In the Company of Vampires(3)
The second my bare hand touched the chain, my head was filled with images, a variety of faces that I didn’t recognize, a confusing jumble of women in old-fashioned outfits with bodices and long skirts, of men riding horses across a coastline, waving swords and yelling at the top of their lungs, and of a big structure burning while screams ripped into the night.
“And if that doesn’t say Loki at work a millennium ago, then I don’t know what does,” I growled a minute later, stuffing the necklace into my pocket as I pulled on my gloves again, hurrying down the road to a busy cross street. I hesitated at the bus stop, knowing time was of the essence. If the emotions I’d felt on the kidnapper’s necklace was right—and I had no reason to doubt my psychometric abilities—then he and his buddies were planning on hustling Geoff to the airport in a few hours. I had little time to make it to the warehouse they were using before she was out of my reach.

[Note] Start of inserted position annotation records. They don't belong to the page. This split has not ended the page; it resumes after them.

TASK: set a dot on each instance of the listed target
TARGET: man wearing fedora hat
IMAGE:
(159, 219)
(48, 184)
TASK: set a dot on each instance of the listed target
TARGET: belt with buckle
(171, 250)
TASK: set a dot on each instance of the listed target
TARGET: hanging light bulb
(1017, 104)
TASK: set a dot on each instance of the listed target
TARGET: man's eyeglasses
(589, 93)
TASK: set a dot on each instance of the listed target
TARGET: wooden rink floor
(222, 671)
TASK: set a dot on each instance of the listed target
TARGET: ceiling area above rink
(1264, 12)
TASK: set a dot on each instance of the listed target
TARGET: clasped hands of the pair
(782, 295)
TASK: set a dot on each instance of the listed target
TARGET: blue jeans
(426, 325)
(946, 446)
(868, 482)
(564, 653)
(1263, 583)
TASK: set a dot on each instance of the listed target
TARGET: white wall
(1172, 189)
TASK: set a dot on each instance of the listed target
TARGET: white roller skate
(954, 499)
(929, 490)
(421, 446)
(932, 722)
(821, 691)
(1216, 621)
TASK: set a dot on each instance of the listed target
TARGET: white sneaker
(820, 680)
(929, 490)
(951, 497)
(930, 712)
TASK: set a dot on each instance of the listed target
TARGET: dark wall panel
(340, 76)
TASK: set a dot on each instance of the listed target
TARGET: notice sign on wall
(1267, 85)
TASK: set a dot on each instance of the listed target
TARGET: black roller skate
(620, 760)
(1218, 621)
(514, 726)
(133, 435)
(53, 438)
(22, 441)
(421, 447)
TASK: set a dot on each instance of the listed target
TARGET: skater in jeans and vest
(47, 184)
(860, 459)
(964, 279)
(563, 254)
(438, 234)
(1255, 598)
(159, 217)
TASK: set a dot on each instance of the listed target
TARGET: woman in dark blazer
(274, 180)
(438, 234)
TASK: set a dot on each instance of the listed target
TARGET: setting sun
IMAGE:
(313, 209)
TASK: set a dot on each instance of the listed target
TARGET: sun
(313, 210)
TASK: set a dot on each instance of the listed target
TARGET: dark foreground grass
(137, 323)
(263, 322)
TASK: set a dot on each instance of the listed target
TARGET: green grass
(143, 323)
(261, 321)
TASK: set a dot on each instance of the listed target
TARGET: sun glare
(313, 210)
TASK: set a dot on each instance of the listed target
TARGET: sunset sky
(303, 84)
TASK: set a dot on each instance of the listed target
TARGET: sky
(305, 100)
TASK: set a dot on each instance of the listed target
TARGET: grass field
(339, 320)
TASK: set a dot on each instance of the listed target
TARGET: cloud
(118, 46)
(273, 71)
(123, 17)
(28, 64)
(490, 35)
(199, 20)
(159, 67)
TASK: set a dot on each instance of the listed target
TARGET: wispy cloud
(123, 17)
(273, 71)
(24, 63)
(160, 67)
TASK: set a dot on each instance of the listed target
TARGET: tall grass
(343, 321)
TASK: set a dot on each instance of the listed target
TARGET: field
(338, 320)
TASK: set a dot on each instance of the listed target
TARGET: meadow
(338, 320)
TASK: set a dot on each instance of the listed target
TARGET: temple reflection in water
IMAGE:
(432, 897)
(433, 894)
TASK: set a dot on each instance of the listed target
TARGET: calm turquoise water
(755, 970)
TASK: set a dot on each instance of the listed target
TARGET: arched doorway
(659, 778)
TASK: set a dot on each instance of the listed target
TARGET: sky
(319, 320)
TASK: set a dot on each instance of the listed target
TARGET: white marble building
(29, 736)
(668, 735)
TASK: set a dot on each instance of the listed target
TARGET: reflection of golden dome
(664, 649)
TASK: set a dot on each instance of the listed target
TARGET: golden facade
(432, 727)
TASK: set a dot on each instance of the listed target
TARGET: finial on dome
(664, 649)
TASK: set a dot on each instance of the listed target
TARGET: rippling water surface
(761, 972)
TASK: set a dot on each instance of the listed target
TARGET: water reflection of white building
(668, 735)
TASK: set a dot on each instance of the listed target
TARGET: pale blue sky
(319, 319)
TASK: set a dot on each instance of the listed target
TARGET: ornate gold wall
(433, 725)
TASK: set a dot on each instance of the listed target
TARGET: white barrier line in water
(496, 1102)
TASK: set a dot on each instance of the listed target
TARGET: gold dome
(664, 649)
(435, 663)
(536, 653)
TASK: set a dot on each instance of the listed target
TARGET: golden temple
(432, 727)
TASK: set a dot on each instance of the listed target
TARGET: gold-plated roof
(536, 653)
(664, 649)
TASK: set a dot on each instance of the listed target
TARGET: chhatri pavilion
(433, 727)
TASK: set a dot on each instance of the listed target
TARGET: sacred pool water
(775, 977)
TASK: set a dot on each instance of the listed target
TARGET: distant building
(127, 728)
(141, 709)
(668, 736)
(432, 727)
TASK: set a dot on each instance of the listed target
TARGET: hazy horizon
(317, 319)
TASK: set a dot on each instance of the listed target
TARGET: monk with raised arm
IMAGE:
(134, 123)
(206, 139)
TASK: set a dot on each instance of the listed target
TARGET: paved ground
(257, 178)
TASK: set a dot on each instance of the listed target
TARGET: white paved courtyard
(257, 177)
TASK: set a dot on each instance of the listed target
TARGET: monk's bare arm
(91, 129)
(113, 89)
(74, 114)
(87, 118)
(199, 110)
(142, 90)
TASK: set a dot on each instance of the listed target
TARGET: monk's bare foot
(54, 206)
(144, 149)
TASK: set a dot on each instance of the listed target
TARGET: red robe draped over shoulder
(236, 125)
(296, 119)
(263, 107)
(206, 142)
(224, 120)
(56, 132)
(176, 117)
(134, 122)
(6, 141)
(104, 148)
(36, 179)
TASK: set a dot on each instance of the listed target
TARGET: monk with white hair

“This situation calls for a little splurging. After all, if you can’t spend a little mad money when your roomie is kidnapped, when can you?” I muttered to myself as I hunted down a cab. I finally found one and gave the driver instructions on where to go. “I don’t know the address, but I do know it’s on Knowles Street. Big warehouse with the picture of a penguin painted on the side.”
“Sounds like the old Icy Treats place,” she said, punching in a couple of buttons on her laptop before pulling out into traffic. “Shouldn’t take us long to get there.”
Fifteen minutes later we pulled up a half block away. I looked at the warehouse, worried that we were too late, but no, there was the nose of a black van just barely visible from behind an industrial-sized trash bin. I glanced back at the cab, gnawing on my lower lip for a second. “Um . . . how much would it cost for you to wait here for me?”
“How long will you be?” the driver asked me. She had bright yellow hair—not blond, actual yellow—and so many piercings on her head I couldn’t count them all.
“I don’t know. Maybe ten minutes?”
She named a figure. “But you’ll have to pay me what you owe me now. I’m not allowed to let customers leave without paying.”
I flinched at the amount she mentioned, but gave a mental shrug as I pulled out some cash, thrusting it toward her. “Wait for me. I’ll be as quick as I can.”
“Ten minutes. After that, I leave,” she said, getting out of her cab to lean a hip against it. “I need a smoke anyway.”
I nodded and hurried behind the trash bin, peering around it in the very best James Bond “sneaking up on kidnappers” manner. No one was in the van, and although the warehouse had windows, they were boarded up. I prayed they had no sort of high-tech security system as I dashed to a small door along the wall, pausing to snatch up a big piece of metal pipe that was lying near the trash bin. I weighed it for a couple of seconds, trying to decide if I could actually bring myself to use it, but the memory of the stark horror in Geoff’s eyes had me clutching it tight. “You are going to be one sorry god if she’s hurt,” I snarled under my breath.
The door creaked a little when I opened it a few inches, making me flinch and hold my breath, but no sound emerged from the warehouse, and nothing met my gaze as I peeked in. Sending a little prayer to the god and goddess my mother always swore would always protect me, I slid inside, braced for an outcry or attack.
The warehouse was mostly empty, a huge old building filled with a whole lot of black, and a few faint rustling noises that I took to be rodents. I wasn’t particularly afraid of rats and mice, finding the two-legged variety much more worrisome. But the relative quiet of the warehouse worried me. Was I too late? Had the men taken Geoff off in another car?
The faintest murmur of male voices had me stiffening as I turned to the right, where the vaguely black shape of a staircase loomed. I gripped my piece of pipe and started up the stairs, blindly feeling my way up each step, moving slowly and carefully so as not to alert anyone to my presence.
By the time I neared the top of the stairs, the sounds of voices were much clearer. I flattened myself against the steps and eased up my head to see how many of them there were. In a small oval pool of bluish white light, three men stood around another person, who had been tied to a chair.
Three against one. Not very good odds. But I wasn’t about to let Loki take my roomie. With another deep breath, I lifted my pipe and flung myself up the last couple of stairs, yelling a one-word spell of protection that my mother had insisted I learn. “Salvatio!”
The first man dropped before I even realized that I had swung my pipe at his head.